Sospetti non del tutto infondati visto che, nello stesso fine settimana, altre aziende agricole confiscate alla mafia hanno subito degli incendi dello stesso tipo: Borgo Sabotino (Latina), Castelvetrano (Trapani), Mesagne (Brindisi). Mesagne dove abitava Melissa Bassi, studentessa uccisa nella strage del diciannove maggio, dove risiede una delle cooperative di “LIBERA TERRA” e, cosa più importante, luogo di origine della “sacra corona unita”, dove risiede uno dei più importanti capi cosca.
La società civile catanese non è stata indifferente a questo episodio e, pur non avendo certezza che l’incendio sia stato provocato dalla mafia, ha voluto portare la sua solidarietà alla cooperativa “Montana” in un incontro avvenuto domenica diciassette giugno presso il campo confiscato. Tutte le organizzazioni hanno preso la parola, da Pax Christi all’AMPI, alle associazioni antiracket ai gruppi scout della provincia di Catania e a quelli di Treviglio di Bergamo, che soggiornano qui per un campo di lavoro estivo per conoscere la realtà di questa cooperativa.
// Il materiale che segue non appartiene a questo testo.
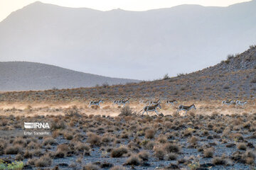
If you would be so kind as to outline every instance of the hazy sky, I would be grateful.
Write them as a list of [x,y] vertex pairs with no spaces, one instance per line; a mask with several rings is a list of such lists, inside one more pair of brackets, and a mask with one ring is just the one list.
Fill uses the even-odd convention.
[[[101,11],[122,8],[129,11],[145,11],[169,8],[180,4],[226,6],[250,0],[41,0],[43,3],[69,7],[86,7]],[[35,0],[0,0],[0,21],[12,11],[31,4]]]

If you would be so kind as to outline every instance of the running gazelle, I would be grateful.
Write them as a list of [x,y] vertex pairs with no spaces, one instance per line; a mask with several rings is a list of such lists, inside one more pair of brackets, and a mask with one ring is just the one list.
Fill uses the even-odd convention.
[[174,103],[178,103],[178,101],[176,100],[172,100],[172,101],[166,101],[167,104],[171,104],[172,106],[174,106]]
[[235,101],[235,105],[242,106],[242,108],[246,103],[247,103],[247,101]]
[[149,113],[148,113],[149,111],[154,111],[156,113],[156,115],[158,116],[159,116],[159,115],[158,114],[159,113],[158,113],[158,111],[156,110],[157,108],[161,108],[161,107],[160,106],[160,103],[157,103],[157,104],[156,104],[154,106],[146,106],[144,108],[142,108],[142,110],[140,110],[139,112],[144,110],[142,112],[142,115],[144,113],[144,112],[146,112],[146,115],[149,115]]
[[159,99],[158,101],[149,101],[149,106],[152,106],[152,105],[156,105],[156,104],[158,104],[158,103],[160,103],[160,99]]
[[127,100],[124,101],[124,100],[121,100],[121,101],[119,101],[118,102],[118,105],[124,105],[123,107],[125,106],[125,104],[126,103],[129,103],[129,98],[128,98]]
[[234,100],[226,100],[226,101],[222,101],[222,104],[226,104],[228,106],[230,106],[231,104],[235,104],[235,101]]
[[193,104],[193,105],[191,105],[188,106],[181,105],[178,106],[177,113],[178,113],[181,110],[184,110],[184,111],[186,111],[186,114],[187,112],[189,111],[192,108],[196,109],[195,104]]
[[[90,101],[90,103],[89,103],[89,107],[91,106],[92,105],[94,105],[94,106],[98,106],[100,107],[100,103],[103,103],[103,101],[102,100],[99,100],[97,101]],[[101,107],[100,107],[101,108]]]

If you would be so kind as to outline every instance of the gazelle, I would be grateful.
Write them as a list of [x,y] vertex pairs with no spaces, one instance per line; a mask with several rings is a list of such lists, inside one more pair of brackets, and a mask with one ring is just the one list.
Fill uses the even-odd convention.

L’unico intervento stonato è quello dei “giovani democratici” catanesi che hanno detto parole di legalità e contro la mafia dimenticando che da qualche anno il loro partito è alleato con quello del Presidente Lombardo, indagato per concorso esterno.
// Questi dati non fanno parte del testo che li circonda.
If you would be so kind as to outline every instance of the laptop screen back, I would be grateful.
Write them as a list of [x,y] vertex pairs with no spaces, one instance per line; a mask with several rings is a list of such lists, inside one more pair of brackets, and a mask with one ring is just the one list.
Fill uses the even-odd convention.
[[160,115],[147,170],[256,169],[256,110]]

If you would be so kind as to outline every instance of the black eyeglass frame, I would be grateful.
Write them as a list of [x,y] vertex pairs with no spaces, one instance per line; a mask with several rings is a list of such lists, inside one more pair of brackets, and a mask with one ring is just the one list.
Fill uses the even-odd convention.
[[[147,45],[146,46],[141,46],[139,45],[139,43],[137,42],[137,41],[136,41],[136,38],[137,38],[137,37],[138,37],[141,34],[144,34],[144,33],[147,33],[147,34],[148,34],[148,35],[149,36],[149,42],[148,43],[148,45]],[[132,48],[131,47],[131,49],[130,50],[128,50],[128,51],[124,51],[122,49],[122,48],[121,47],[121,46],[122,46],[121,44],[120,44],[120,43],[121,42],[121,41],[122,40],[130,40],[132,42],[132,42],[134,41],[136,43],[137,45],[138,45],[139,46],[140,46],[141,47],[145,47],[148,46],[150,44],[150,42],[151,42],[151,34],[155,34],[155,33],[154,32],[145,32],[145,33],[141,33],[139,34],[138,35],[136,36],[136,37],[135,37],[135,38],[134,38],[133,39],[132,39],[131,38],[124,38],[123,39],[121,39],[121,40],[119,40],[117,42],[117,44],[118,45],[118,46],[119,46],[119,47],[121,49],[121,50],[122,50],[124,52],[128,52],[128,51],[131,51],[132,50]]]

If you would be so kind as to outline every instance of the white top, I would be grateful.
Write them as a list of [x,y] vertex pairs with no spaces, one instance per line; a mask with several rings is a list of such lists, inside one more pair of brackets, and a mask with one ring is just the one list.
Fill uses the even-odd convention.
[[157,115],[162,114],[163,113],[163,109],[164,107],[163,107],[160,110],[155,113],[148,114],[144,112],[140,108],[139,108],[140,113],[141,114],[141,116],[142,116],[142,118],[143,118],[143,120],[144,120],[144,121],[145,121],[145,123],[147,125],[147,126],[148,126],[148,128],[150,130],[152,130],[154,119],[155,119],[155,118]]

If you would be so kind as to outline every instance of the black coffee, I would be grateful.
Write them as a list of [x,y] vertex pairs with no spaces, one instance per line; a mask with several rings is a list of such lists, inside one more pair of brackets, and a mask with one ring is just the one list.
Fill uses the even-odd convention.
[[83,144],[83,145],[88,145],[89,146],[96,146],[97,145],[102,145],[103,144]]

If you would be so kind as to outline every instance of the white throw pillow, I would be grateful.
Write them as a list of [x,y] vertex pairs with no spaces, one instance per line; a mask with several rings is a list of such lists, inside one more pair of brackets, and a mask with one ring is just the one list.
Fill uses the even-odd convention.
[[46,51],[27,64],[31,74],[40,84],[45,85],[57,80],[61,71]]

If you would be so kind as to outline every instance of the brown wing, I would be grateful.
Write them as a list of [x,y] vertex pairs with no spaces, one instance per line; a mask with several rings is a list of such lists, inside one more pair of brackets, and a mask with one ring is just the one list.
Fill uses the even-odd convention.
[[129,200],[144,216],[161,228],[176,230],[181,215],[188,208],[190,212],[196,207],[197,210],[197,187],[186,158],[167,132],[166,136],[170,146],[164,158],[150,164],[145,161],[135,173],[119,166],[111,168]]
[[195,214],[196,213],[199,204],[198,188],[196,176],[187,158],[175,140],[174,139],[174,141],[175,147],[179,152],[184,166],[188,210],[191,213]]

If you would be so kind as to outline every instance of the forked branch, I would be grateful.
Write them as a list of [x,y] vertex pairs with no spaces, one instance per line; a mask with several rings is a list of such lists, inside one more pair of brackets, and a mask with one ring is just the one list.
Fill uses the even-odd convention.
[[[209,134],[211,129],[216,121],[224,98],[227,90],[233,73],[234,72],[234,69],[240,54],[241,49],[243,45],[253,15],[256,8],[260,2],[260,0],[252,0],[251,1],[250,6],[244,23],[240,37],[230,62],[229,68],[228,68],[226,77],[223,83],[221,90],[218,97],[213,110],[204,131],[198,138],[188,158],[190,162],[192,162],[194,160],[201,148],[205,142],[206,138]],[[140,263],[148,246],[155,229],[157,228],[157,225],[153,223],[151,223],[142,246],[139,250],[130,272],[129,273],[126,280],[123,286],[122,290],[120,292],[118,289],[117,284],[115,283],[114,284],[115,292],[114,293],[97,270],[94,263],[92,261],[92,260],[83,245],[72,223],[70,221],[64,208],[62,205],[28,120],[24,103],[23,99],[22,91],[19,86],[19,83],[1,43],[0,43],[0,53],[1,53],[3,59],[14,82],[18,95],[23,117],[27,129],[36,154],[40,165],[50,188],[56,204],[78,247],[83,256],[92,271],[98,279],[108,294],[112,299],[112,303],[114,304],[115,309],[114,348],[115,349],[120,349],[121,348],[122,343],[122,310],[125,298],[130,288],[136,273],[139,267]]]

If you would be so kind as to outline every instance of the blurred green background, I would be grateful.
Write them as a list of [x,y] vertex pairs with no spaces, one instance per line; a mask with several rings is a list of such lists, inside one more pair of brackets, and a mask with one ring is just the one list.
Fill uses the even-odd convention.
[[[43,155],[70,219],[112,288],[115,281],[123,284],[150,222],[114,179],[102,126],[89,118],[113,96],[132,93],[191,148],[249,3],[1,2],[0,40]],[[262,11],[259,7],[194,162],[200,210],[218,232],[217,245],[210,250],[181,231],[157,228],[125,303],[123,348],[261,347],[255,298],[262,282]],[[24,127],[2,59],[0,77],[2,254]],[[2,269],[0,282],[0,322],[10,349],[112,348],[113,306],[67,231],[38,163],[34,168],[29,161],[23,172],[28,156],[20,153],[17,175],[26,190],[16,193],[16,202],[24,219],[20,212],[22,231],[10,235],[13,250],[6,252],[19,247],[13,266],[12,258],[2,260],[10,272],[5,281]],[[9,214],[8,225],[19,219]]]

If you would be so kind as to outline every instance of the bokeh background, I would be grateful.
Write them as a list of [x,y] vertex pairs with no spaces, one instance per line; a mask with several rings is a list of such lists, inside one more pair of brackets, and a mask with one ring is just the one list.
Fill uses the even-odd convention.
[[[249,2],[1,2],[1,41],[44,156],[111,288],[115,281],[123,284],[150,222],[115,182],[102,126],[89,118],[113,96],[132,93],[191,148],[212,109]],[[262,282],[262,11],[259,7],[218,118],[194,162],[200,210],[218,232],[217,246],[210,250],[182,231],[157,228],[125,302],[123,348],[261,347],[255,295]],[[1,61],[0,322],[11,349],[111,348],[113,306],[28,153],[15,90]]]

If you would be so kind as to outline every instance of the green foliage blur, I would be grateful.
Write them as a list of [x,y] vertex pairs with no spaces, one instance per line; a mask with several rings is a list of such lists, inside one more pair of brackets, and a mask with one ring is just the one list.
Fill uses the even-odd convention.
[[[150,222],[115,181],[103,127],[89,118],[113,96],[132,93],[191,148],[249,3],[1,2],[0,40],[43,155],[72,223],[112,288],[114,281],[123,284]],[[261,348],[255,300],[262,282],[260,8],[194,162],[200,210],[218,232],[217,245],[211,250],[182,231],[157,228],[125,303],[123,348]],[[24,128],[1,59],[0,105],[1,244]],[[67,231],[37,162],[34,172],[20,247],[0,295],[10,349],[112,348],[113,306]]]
Per cercare di chiarire ciò che è successo abbiamo chiesto una breve intervista ad Alfio Curcio, uno dei responsabili della cooperativa “Beppe Montana”.
Cosa vi porta a pensare che sia un attentato di tipo mafioso?
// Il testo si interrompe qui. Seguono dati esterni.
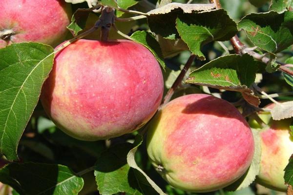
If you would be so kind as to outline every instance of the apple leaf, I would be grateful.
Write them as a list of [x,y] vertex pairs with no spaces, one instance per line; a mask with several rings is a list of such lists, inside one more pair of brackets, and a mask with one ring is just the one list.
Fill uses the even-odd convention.
[[[127,9],[132,6],[137,4],[140,0],[117,0],[117,4],[121,8]],[[117,17],[121,17],[124,12],[116,10],[116,16]]]
[[163,38],[159,35],[156,35],[156,37],[164,58],[172,57],[182,51],[189,50],[186,43],[180,39],[169,39]]
[[95,176],[100,194],[157,194],[144,176],[127,164],[127,154],[133,147],[129,143],[118,144],[103,152],[98,159]]
[[200,51],[203,45],[213,40],[229,40],[237,32],[236,23],[222,9],[180,15],[176,23],[181,39],[201,60],[205,59]]
[[17,160],[19,140],[53,66],[53,49],[41,43],[0,49],[0,153]]
[[292,136],[293,136],[293,120],[292,120],[290,123],[289,128],[290,129],[290,134]]
[[289,158],[289,162],[285,168],[284,178],[286,184],[293,185],[293,156],[292,156]]
[[162,67],[165,69],[166,64],[160,44],[152,35],[146,31],[136,31],[131,35],[131,38],[134,41],[143,44],[148,49]]
[[[293,57],[288,58],[285,61],[285,63],[286,64],[293,64]],[[288,67],[288,68],[293,70],[293,67]],[[283,73],[283,74],[284,75],[284,78],[285,78],[285,80],[286,80],[287,83],[288,83],[289,85],[293,86],[293,76],[285,73]]]
[[293,0],[271,0],[271,2],[270,10],[278,13],[293,10]]
[[[145,178],[147,181],[147,183],[150,184],[150,185],[160,195],[167,195],[160,188],[158,185],[151,180],[150,178],[144,171],[140,168],[137,164],[136,164],[136,162],[135,162],[135,155],[136,151],[138,147],[142,144],[143,142],[143,137],[139,134],[138,134],[135,137],[135,139],[134,140],[134,143],[133,145],[134,145],[134,147],[133,147],[128,152],[127,155],[127,162],[128,165],[133,168],[135,171],[136,173],[137,174],[139,174],[140,175],[142,175],[144,176],[144,178]],[[148,194],[146,193],[146,194]]]
[[253,128],[251,128],[251,131],[254,139],[254,153],[252,161],[246,173],[235,182],[226,187],[225,190],[235,191],[248,187],[254,180],[255,176],[259,173],[261,156],[260,131]]
[[85,27],[86,20],[92,9],[78,9],[71,18],[71,23],[67,26],[74,36],[76,36],[80,31]]
[[181,9],[183,13],[191,13],[192,11],[202,11],[211,10],[216,8],[215,3],[208,4],[183,4],[173,2],[168,3],[157,9],[150,10],[146,14],[151,15],[164,14],[171,12],[175,9]]
[[251,42],[267,52],[276,53],[293,44],[293,12],[274,11],[251,14],[238,24]]
[[279,120],[293,117],[293,101],[278,103],[271,111],[274,120]]
[[115,0],[99,0],[99,3],[104,6],[107,6],[113,8],[118,8],[117,2]]
[[259,98],[248,86],[255,79],[258,63],[248,54],[221,57],[192,72],[186,82],[241,92],[248,102],[258,106]]
[[72,4],[80,3],[86,2],[89,7],[95,6],[99,2],[99,0],[65,0],[65,2]]
[[66,166],[32,162],[8,164],[0,169],[0,181],[21,195],[74,195],[84,186]]

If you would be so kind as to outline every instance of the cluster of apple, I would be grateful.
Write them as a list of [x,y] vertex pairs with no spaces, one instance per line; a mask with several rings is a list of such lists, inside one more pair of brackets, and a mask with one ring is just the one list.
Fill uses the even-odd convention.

Al momento nessuno di noi sta ipotizzando la matrice, ma di certo mi viene difficile pensare all’autocombustione. Non solo, fino a qualche anno fa su quei terreni c’era letteralmente una giungla e non è accaduto nulla. Oggi, dopo gli enormi sacrifici compiuti per riportalo produttivo, ci capita l’incendio. Tra l’altro, proprio l’incuria di chi doveva vigilare su quei terreni ha fatto si che oggi qualsiasi attività colturale è complicatissima per la natura del terreno. Si tratta di un terreno tutto pietre di fiume e, non essendo stato smosso da decenni, ce ne vorrà di tempo per poterlo zappare a regola d’arte.
Gli altri attentati, pura coincidenza o precisa strategia?
Non credo ad una strategia, semmai credo ad un effetto scimmiottatura.
Cosa chiedete alla istituzioni preposte affinché questo non si ripeta?
Maggiore controllo, e fare in modo che i riflettori non si accendano solo in momenti come questi.
Non pensate che un maggiore coinvolgimento della società civile possa evitare che si ripetano questi incidenti? Questo, in fondo, è un buon percorso politico…
Sicuramente il coinvolgimento della società civile ci rafforza ma non è sufficiente, ogni attore deve fare la sua parte.